Banyak siswa yang rela begadang selama berminggu-minggu demi menghafal ribuan halaman materi, yang sayangnya seringkali langsung terlupakan setelah ujian selesai. Kondisi Stress Jelang Ujian Akhir ini dipicu oleh paradigma masyarakat yang masih mendewakan nilai akademik sebagai satu-satunya tiket menuju masa depan yang cerah.

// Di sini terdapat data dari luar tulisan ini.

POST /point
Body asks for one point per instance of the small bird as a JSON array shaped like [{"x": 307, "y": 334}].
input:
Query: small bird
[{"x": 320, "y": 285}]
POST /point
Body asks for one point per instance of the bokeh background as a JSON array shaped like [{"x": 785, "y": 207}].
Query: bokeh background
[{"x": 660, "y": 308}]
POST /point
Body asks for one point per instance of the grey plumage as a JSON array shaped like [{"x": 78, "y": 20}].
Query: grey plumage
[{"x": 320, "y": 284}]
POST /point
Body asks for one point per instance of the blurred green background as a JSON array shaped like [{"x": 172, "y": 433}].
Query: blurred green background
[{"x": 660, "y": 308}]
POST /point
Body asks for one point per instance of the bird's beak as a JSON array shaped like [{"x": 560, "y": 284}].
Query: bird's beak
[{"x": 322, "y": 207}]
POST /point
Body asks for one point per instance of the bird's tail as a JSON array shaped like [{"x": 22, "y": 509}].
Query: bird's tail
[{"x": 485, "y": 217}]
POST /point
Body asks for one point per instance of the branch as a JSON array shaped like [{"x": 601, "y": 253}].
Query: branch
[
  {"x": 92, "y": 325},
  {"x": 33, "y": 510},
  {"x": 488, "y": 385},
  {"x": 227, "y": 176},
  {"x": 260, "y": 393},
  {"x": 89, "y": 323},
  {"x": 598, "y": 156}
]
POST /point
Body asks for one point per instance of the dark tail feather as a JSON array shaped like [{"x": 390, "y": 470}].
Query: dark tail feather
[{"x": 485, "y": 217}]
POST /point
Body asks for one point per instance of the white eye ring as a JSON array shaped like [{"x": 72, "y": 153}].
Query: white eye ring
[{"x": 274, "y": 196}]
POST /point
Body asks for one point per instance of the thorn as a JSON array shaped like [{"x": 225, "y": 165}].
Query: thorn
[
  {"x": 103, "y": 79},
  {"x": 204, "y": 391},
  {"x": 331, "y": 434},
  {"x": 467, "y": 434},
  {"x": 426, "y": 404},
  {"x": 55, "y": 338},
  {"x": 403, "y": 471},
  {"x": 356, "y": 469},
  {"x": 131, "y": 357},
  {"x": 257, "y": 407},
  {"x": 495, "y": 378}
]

Padahal, dunia kerja modern saat ini justru lebih membutuhkan keterampilan lunak atau soft skills seperti kreativitas, kerja sama tim, dan kemampuan memecahkan masalah yang seringkali tidak terukur dalam lembar jawaban pilihan ganda.
Dampak dari Stress Jelang Ujian Akhir tidak bisa dianggap remeh, karena dapat memicu gangguan kecemasan hingga hilangnya minat belajar secara alami. Ketika belajar hanya dianggap sebagai beban untuk mengejar angka, maka rasa ingin tahu yang seharusnya menjadi motor utama pendidikan akan mati perlahan. Guru dan orang tua memegang peranan penting untuk menurunkan tensi ini dengan cara memberikan pemahaman bahwa proses belajar jauh lebih berharga daripada sekadar hasil akhir. Memberikan ruang bagi siswa untuk beristirahat dan menyalurkan hobi di tengah jadwal belajar yang padat adalah kunci menjaga kewarasan mereka.

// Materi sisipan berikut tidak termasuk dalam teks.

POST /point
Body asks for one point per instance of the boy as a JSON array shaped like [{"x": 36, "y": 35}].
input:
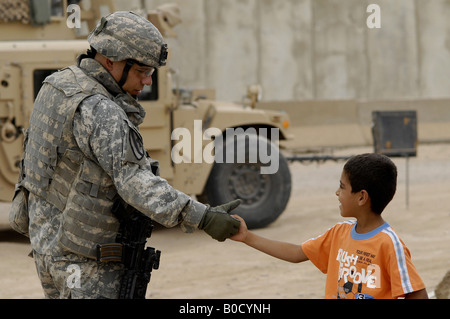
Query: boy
[{"x": 363, "y": 258}]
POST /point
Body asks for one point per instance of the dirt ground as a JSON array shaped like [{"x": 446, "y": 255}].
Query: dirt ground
[{"x": 195, "y": 266}]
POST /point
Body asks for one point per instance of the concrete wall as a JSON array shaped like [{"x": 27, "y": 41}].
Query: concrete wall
[
  {"x": 342, "y": 123},
  {"x": 312, "y": 49}
]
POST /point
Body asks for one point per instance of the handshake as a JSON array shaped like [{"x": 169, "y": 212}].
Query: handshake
[{"x": 218, "y": 223}]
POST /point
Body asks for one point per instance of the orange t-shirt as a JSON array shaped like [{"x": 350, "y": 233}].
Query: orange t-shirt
[{"x": 372, "y": 265}]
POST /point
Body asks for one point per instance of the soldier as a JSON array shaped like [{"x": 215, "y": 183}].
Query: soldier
[{"x": 83, "y": 149}]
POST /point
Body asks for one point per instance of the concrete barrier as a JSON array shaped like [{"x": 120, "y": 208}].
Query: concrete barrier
[{"x": 343, "y": 123}]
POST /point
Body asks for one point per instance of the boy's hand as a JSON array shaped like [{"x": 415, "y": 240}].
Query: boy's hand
[{"x": 243, "y": 230}]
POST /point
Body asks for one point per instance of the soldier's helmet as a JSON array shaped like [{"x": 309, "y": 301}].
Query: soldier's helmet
[{"x": 124, "y": 35}]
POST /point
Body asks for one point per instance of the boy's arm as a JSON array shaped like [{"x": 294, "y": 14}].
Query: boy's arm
[
  {"x": 419, "y": 294},
  {"x": 282, "y": 250}
]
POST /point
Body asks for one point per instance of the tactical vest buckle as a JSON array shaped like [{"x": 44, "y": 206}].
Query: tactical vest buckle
[{"x": 109, "y": 252}]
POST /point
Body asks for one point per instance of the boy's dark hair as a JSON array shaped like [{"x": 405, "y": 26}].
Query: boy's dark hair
[{"x": 376, "y": 174}]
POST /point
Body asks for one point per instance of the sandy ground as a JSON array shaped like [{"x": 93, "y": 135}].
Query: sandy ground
[{"x": 195, "y": 266}]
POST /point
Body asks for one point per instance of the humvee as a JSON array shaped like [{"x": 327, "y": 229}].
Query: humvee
[{"x": 182, "y": 128}]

Sudah saatnya sistem pendidikan kita bergeser ke arah asesmen yang lebih komprehensif. Mengurangi beban Stress Jelang Ujian Akhir bisa dilakukan dengan menerapkan penilaian berbasis proyek atau portofolio yang dilakukan sepanjang tahun. Dengan cara ini, siswa tidak merasa dihakimi hanya oleh satu momen ujian saja, melainkan merasa dihargai atas setiap progres yang mereka capai setiap harinya. Evaluasi seharusnya berfungsi sebagai alat untuk memperbaiki cara belajar, bukan sebagai vonis mati bagi masa depan siswa yang memiliki bakat di luar jalur akademik konvensional.